The Lebanese capital will instantly hit you as familiar. It thumps with the beat of an Italian Mediterranean city, bolstered by an assured self pride carried by citizens of one of the best-dressed nations on Earth.

The too often used compliment of the city being the "Paris of the Middle East” (code – citizens here are elegantly dressed- you should be too) still bears truth.

After coffee and breakfast at your hotel, trot along the curving Corniche to instantly understand this city’s relationship with the sea and the west – facing towards Europe (Cyprus is a pleasant 45 min flight away).

License plates here even bear similar color and design to the EU version, replete with Arabic characters.

Being trilingual is de rigueur and Phoenicians will instantly let you know that they did their undergrad at UCLA, graduate study in Paris and converse with family and friends in Arabic. You may leave wondering how you managed to get by with just one language and such little education.

Spend the day at the Saint-George Yacht Club and Marina (a giant swimming pool located next to the sea). This 'beach club' serves as the city's public country club where you can see gorgeous Lebanese men and women interact in fascinating ways.

There is no actual beach in Beirut to swim at unless you want to join the locals diving off the rocks that line the shore. Do try it at least once as it would be a shame to be this close to the sea and not taste it.
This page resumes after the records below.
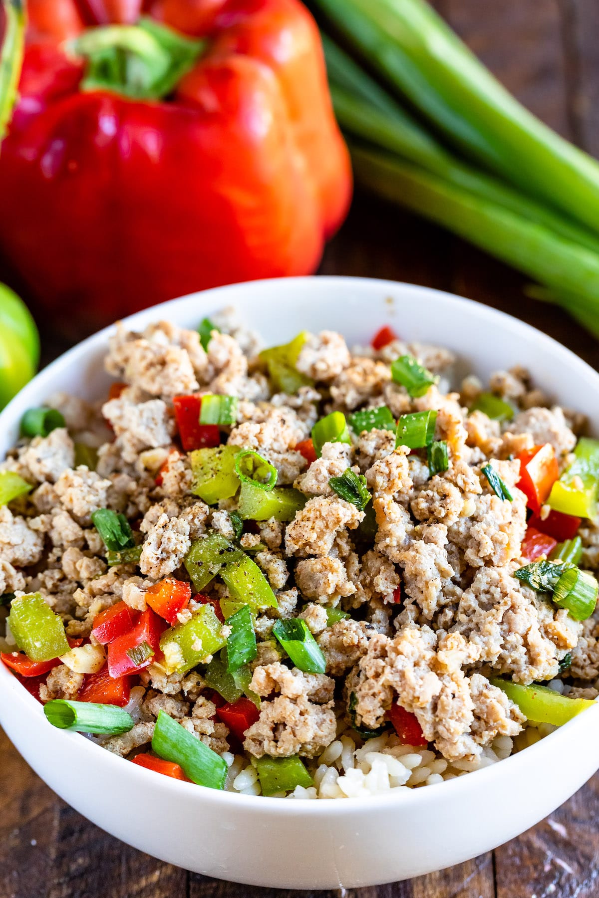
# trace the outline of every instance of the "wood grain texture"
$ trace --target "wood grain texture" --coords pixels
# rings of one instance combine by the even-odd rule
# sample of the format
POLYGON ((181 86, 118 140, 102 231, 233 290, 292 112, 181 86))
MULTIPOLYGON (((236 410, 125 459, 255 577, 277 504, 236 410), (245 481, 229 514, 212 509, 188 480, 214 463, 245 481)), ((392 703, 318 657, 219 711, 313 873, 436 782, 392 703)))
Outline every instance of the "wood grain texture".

Rooftop bars such as Capitol and Iris are where you drink post-swim to see the sun draw its close on the day.

Sky Bar is still the club of choice for Beirut’s elite and a must-do.
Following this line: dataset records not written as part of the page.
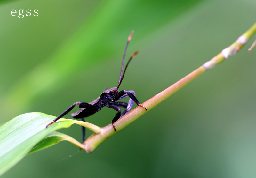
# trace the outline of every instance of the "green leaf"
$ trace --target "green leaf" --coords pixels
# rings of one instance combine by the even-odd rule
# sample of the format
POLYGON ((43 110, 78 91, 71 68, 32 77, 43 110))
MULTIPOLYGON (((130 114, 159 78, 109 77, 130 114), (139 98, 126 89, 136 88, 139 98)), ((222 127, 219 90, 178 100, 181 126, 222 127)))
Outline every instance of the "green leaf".
POLYGON ((69 141, 78 146, 81 147, 82 144, 72 137, 58 132, 52 132, 48 134, 43 140, 37 143, 28 153, 47 148, 64 141, 69 141))
POLYGON ((37 145, 31 152, 54 145, 53 138, 56 140, 57 138, 56 143, 62 140, 77 143, 65 134, 50 133, 69 127, 78 121, 62 119, 46 128, 47 124, 55 118, 41 113, 27 113, 16 117, 0 128, 0 175, 20 161, 46 136, 51 139, 45 141, 47 139, 45 139, 44 142, 37 145))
Open air and huge, it serves up a mega club with style and class. The smart crowd comes here to be seen, talk and of course dance. The cool Mediterranean air will keep you moving for hours as you make instant connections.
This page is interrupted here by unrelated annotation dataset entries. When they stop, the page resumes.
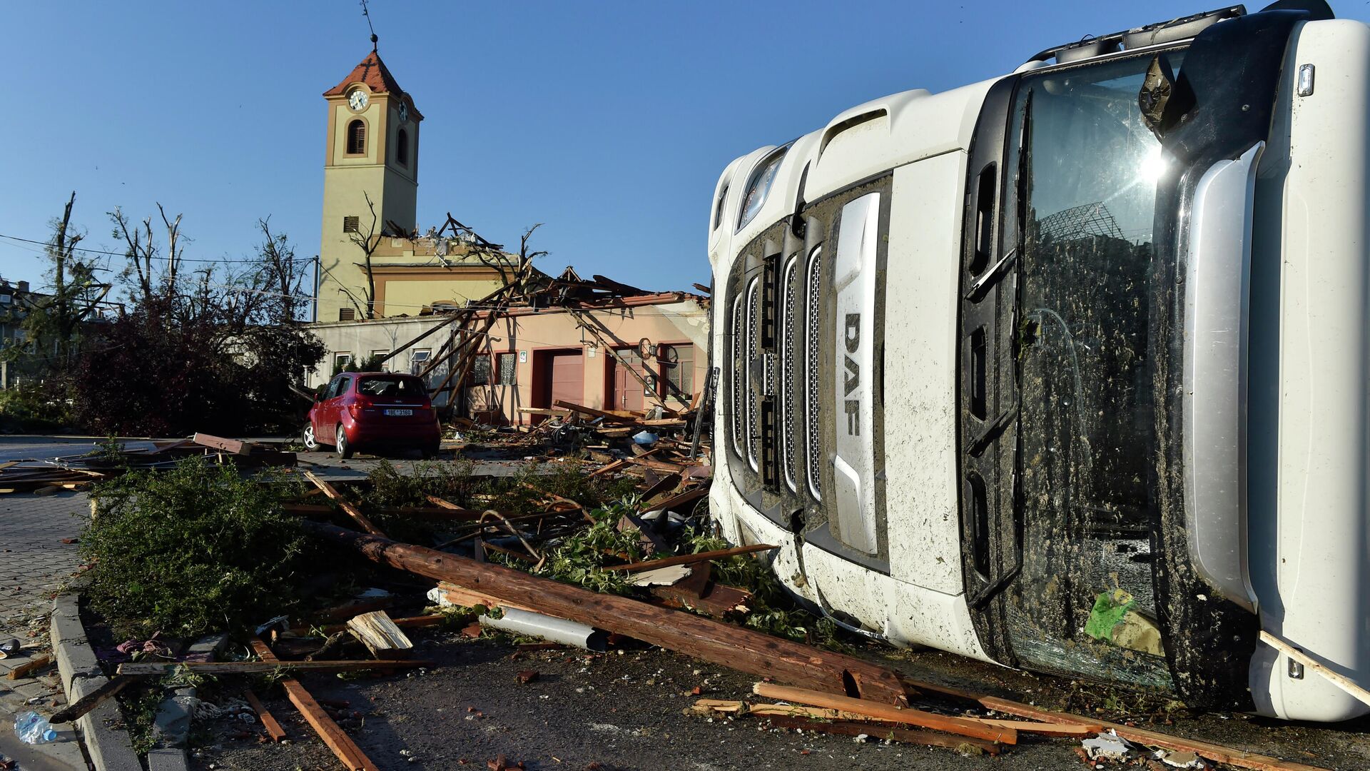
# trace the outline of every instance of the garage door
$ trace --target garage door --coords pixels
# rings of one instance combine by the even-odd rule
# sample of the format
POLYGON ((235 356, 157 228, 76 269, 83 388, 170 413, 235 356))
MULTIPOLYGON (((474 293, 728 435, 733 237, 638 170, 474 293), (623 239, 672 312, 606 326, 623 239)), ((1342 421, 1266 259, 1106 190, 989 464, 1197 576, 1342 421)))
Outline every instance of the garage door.
POLYGON ((581 351, 556 351, 547 357, 547 377, 551 402, 563 399, 581 403, 585 399, 585 364, 581 351))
New on the scene at the end of 2013 is The O1Ne set in a graffiti covered building, courtesy of artists commissioned from around the world. The O1NE will pave a new path in how clubbers experience the night with a visual /technological concept that is already being talked about in every corner of the clubbing world.

B018 reigns as Beirut's afterhours spot- an underground bar with a retractable roof where you should find yourself heading if you see no need to stop the night. Located in a former grave yard it remains one of Beirut’s most famous and long standing party sites.

Other streets to explore are Mar Mikhail –where locals and tourists mix alike eating and drinking at Cocteau, Toto, and Sud. In Soldaire be sure to have mezze at Guilt and Society.

If the clouds sweep in (they seldom do in summer) go shopping at designer ABC Mall in Acrafieh.

Make sure to view female director/actress Nadine Labaki's films on Lebanon 'Caramel' and 'Where Do We Go Now' to gain further insight into the brilliant Lebanese psyche.

A world away from Syria - even if this humanitarian crisis begs the world’s attention just next door - Beirut demands its visitor to be astute enough to know that some cities must be understood by venturing there.

This evident paradox makes the lure of Beirut even more palpable. Ever at the whim of skirmishes that surround it, Beirut remains exactly what it always is – a city whose warm heart beats and opens to everyone.